Ketika beliau bahagia dengan kehadiran Ismail, putranya yang telah lama dinanti, Allah mendatangkan mimpi yang memerintahkan beliau untuk menyembelih Ismail. Alangkah hebatnya gejolak Nabi Ibrahim sebagai seorang ayah ketika harus menyembelih putranya sendiri!
“Ibrahim berkata: ‘Wahai anakku sesungguhnya aku melihat di dalam mimpi, aku menyembelihmu, maka bagaimana pendapatmu. ” Dia (Ismail) menjawab, “Wahai ayahku kerjakanlah yang diperintahkan Tuhanmu. Insya Allah engkau mendapatiku sebagai orang-orang yang sabar.” (QS. ash-Shaffat: 102)
Ismail tahu bahwa pelaksanaan perintah Tuhan berarti menyerahkan dirinya untk disembelih. Akan tetapi, ternyata dia bersabar dan justru menenangkan ayahnya untuk menunjukkan kecintaan kepada Allah. Akhirnya Nabi Ibrahim memutuskan untuk menjalankan wahyu mimpi yang tidak masuk akal tersebut.
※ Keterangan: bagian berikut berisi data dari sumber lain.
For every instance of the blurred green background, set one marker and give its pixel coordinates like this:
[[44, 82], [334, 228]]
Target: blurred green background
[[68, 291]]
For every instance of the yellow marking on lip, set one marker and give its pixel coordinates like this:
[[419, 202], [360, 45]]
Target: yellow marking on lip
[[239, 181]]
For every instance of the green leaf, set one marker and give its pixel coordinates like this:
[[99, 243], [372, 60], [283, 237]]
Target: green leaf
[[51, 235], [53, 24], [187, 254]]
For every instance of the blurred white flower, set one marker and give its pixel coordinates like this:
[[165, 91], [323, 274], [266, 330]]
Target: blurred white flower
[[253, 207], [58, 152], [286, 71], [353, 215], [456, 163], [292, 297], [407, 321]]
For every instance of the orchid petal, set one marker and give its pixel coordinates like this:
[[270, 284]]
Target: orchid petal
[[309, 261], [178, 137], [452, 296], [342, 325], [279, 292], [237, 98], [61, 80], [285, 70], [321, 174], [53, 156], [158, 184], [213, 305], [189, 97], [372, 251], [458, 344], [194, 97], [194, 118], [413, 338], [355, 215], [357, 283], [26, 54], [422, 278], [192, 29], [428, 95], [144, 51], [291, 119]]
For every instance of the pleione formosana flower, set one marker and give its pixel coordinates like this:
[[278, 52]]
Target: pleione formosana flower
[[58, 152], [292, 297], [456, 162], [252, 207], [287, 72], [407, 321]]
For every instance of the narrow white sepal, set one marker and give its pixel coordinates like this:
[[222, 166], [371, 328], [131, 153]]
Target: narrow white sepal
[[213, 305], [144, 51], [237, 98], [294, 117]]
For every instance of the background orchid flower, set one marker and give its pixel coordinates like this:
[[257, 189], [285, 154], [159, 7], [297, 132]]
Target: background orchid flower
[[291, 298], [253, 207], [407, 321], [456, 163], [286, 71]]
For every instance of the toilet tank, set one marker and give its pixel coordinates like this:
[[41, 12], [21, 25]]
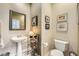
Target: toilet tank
[[61, 45]]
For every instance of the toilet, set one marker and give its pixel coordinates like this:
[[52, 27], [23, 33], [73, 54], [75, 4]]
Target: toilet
[[60, 47]]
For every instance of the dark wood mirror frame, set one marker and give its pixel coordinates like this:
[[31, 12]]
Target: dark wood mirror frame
[[23, 26]]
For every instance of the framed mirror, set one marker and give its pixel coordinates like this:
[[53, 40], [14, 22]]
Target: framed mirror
[[17, 21]]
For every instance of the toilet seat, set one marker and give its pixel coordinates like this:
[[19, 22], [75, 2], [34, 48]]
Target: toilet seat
[[56, 52]]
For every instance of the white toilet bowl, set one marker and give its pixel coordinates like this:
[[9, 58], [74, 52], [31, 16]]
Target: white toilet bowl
[[56, 52]]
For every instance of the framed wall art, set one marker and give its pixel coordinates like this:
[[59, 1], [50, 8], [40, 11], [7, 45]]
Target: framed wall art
[[17, 21], [62, 17], [35, 21], [62, 26]]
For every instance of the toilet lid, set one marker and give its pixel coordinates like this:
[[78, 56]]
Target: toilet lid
[[56, 52]]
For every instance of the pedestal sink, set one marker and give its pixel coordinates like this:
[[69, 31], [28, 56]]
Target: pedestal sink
[[18, 40]]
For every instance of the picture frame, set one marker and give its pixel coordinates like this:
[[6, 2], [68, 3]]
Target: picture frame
[[17, 21], [47, 19], [62, 26], [47, 26], [62, 17], [35, 21]]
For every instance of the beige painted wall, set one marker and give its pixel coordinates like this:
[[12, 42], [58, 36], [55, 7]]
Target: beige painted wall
[[71, 34], [46, 35], [6, 33]]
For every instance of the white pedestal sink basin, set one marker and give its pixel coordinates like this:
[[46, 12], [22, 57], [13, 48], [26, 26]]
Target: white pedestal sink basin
[[18, 40]]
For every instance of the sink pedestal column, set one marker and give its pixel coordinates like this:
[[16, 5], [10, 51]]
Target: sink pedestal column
[[18, 49]]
Tingkat keyakinan yang begitu tinggi kepada Allah akan diiringi rasa cinta yang besar pula. Lebih besar dari segala cinta yang lain dan hanya mendedikasikan cinta yang lain kepada Allah. Itulah yang membuat Nabi Ibrahim mengorbankan apapun yang dimiliki dan apapun yang bisa dilakukannya untuk Allah semata. Begitu pula Ismail, dia termasuk ke dalam orang yang sabar.
Pada akhirnya kita menyadari Allah Maha Pengasih dan Maha Bijaksana. Allah tidak membuat Nabi Ibrahim kehilangan putranya karena Ismail ditebus dengan seekor sembelihan yang besar..
Jika kita mencintai Allah dengan pengorbanan yang sungguh-sungguh, Allah akan membalas dengan karunia yang besar. Allah hanya menguji cinta kita. Allah tidak mungkin membuat hambanya menjadi menderita, melainkan akan menaikkan level ketakwaannya. Subhanallah, indahnya rasa bila kita mampu mencintai Allah. Sungguh, hamba yang beruntung yang benar-benar bisa mencintai Allah, yaitu mereka mendedikasikan semuanya kepada-Nya sebagai bentuk pengorbanan cinta.